Evaluation of the New Prisons Programme in England and Wales

Photo looking up in a prison yard at the bars and cameras

Photo by HappyAlex/Adobe Stock

What is the issue?

Prisons in England and Wales have been subject to growing pressure over the last decades, with increasing numbers of people in prison. Combined with challenges around recruiting and retaining staff and a dilapidated estate, these pressures lead to prisoners facing limited regimes and overcrowding, with limited opportunity to access support for rehabilitation.

The UK government aims to address this challenge by providing more prison places that are clean, decent and modern. This includes a commitment to open new prisons across England (known as the New Prisons Programme). First announced in the 2021 Prisons Strategy White Paper, the first two new prisons (HMP Five Wells and HMP Fosse Way) were opened in 2022 and 2023. The 2024 10-Year Prison Capacity Sub-Portfolio announced plans to create 6,500 new places in four prisons.

The new prisons have been designed to improve the health, well-being and safety of staff and prisoners and to reduce reoffending.

The new design aims to:

  • Provide prisoners and staff with clean, bright, green and modern surroundings in which to live and work.
  • Provide prisoners with more normalised environments (i.e. environments that resemble those outside of prisons) that can promote independence.
  • Enable strong and supportive relationships between prisoners, with staff and with family/friends.
  • Support prisoners’ rehabilitation by providing spaces for purposeful activity, rehabilitation and resettlement activities and meetings.

How are we helping?

RAND Europe, in collaboration with the University of Westminster, has been commissioned by the Ministry of Justice (MoJ) to carry out an impact, process and economic evaluation of the New Prisons Programme. The evaluation will be conducted between September 2024 and August 2027 and focuses on the two new prisons currently open (HMP Five Wells and HMP Fosse Way).

The evaluation has three main, cross-cutting aims:

  • Build a rich picture of life in the new prisons, capture the implementation of the design and strengthen understanding of the contexts and mechanisms through which it may bring benefits.
  • Produce timely, practical and useful evidence to inform whether to use the new prison design in future, and how to best design and implement prison regimes that use it.
  • Provide evidence to support future spending decisions/business cases about the value for money of investing in the new prison design.

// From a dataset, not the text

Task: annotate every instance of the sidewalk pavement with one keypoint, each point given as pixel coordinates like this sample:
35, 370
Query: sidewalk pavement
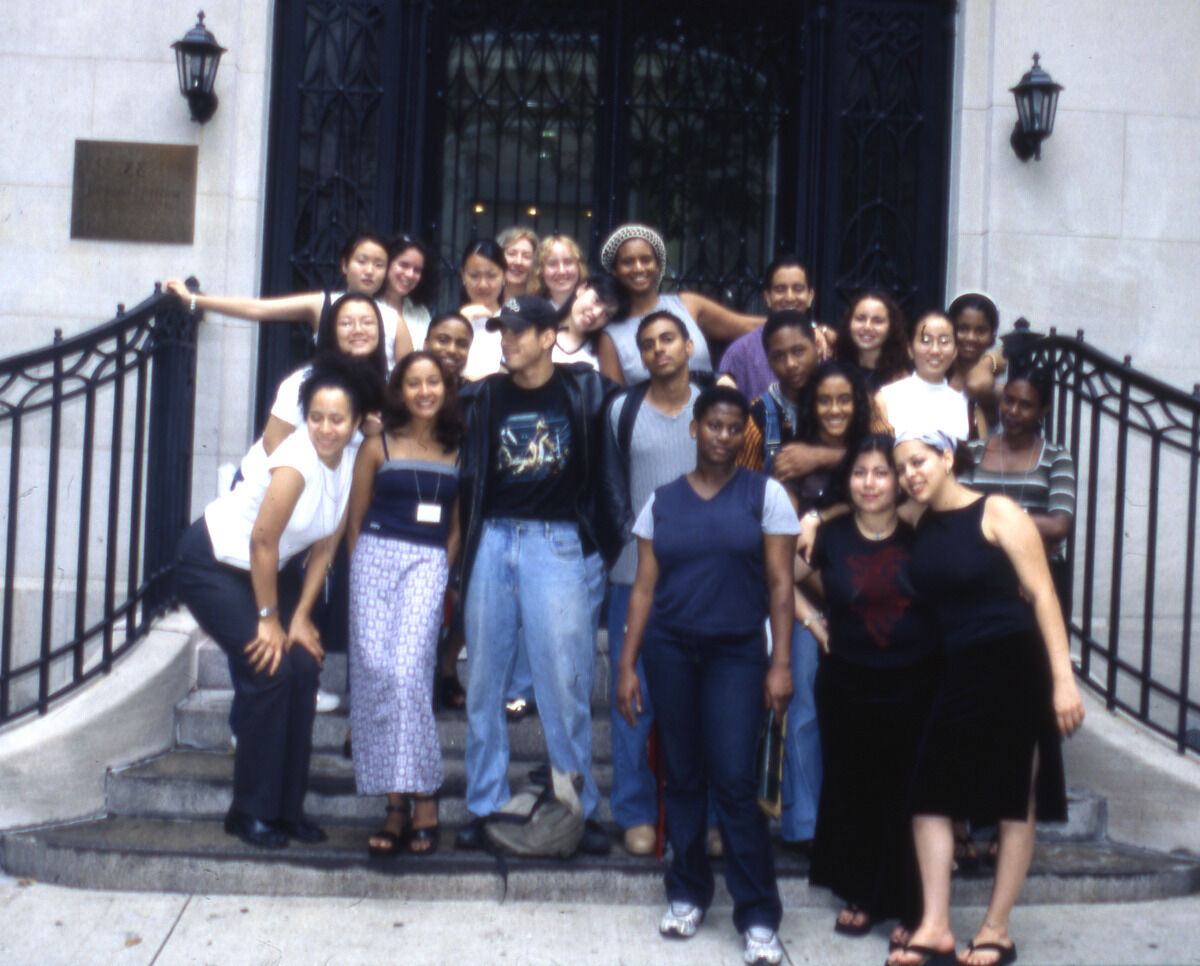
47, 925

The process evaluation uses a theory-based and realist-informed approach to provide lessons learnt to the MoJ, HM Prison and Probation Service, and other relevant stakeholders throughout the project, to inform ongoing decision making and mobilisation.

The impact and economic evaluation approaches are being designed by the evaluation team as part of the study – but are intended to include a quasi-experimental design exploring the impact of being in a new prison on prisoners’ safety and a cost-benefit analysis.

Findings are expected to be published in early 2028.